成形体の均一性にペレットの均一性が影響を及ぼすことが意外と知られていない。高分子の混練技術の目的に成形体の均一性を実現できるコンパウンドの提供という項目があることをご存知ないコンパウンドメーカーも存在する。


これは絶縁体である高分子にカーボンなどの導電体をブレンドし半導体シートあるいは半導体ベルトを製造して平面の表面比抵抗を数点計測して確認できる。


コンパウンド段階で電気特性が均一であると、押出成形あるいはインフレーション成形を行ったときにシートなりベルトの面内の電気特性が均一となる場合が多い。


ここで、コンパウンドの電気特性が均一ならば確実に成形体で均一になるとは限らないことに注意する必要がある。パーコレーション転移という現象が起きるためだ。
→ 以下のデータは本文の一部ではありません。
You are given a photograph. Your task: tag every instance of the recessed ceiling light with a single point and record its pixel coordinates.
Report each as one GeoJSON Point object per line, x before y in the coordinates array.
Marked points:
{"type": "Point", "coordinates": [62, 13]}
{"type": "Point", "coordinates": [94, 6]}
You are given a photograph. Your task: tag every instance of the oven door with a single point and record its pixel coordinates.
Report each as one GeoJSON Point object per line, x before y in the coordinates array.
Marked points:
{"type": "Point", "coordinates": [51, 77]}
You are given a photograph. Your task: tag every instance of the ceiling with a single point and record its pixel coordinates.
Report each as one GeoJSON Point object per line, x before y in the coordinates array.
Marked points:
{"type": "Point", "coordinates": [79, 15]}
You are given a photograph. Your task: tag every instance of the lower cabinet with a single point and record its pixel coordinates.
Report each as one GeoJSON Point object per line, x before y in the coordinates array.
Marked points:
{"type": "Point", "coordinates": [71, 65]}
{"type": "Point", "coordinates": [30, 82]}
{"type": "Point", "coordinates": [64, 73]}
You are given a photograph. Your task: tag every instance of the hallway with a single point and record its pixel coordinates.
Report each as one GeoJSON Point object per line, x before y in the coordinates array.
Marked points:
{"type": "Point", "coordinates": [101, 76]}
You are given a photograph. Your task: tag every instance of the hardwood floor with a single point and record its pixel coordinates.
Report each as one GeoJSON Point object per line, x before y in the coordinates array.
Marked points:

すなわち、コンパウンドの電気特性を均一にしただけでは不十分で、パーコレーションが安定化されていることも要求される。


パーコレーション転移については後日説明するが、混練技術の重要性を示す現象の一つが半導体高分子の成形プロセスで起きる。半導体シートや半導体ベルトを製造するときに、コンパウンドの電気特性が不均一であると電気特性を均一化できないことを知っておいてほしい。
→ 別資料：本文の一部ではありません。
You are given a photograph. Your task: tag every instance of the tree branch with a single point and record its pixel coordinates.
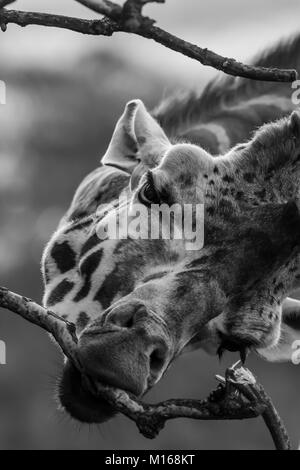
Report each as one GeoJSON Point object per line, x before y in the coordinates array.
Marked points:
{"type": "Point", "coordinates": [238, 396]}
{"type": "Point", "coordinates": [4, 3]}
{"type": "Point", "coordinates": [130, 19]}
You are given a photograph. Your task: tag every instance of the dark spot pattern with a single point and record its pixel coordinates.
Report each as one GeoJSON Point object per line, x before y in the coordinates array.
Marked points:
{"type": "Point", "coordinates": [249, 177]}
{"type": "Point", "coordinates": [64, 256]}
{"type": "Point", "coordinates": [91, 243]}
{"type": "Point", "coordinates": [59, 292]}
{"type": "Point", "coordinates": [87, 269]}
{"type": "Point", "coordinates": [82, 320]}
{"type": "Point", "coordinates": [228, 179]}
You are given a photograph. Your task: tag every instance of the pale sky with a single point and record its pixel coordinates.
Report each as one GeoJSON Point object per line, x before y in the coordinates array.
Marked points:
{"type": "Point", "coordinates": [236, 28]}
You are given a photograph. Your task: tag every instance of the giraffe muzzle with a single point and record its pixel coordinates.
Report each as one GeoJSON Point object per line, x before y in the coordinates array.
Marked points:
{"type": "Point", "coordinates": [127, 350]}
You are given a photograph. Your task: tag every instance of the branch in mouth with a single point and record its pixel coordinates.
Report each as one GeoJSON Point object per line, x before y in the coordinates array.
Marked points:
{"type": "Point", "coordinates": [238, 396]}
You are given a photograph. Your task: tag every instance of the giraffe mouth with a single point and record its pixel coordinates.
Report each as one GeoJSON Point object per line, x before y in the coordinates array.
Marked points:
{"type": "Point", "coordinates": [78, 402]}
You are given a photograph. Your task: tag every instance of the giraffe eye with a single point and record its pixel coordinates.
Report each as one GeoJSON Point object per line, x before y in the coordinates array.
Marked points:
{"type": "Point", "coordinates": [148, 195]}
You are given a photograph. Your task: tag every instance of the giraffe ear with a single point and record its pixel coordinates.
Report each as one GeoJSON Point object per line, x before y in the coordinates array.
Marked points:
{"type": "Point", "coordinates": [137, 140]}
{"type": "Point", "coordinates": [288, 347]}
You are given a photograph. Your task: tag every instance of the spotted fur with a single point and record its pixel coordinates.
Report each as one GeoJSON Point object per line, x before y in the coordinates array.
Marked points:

ただし、コンパウンドの電気特性についてどこまで均一性とパーコレーションの安定性を実現すべきかは、求められる成形体の電気特性により変化する。


コンパウンド段階で10%程度のばらつきがあっても成形体で5%程度のばらつきに抑えることも可能である。このあたりはコンパウンドの配合設計にも依存する難しい問題である。ただ、成形体の均一性に混練技術が影響することを知っておいてほしい。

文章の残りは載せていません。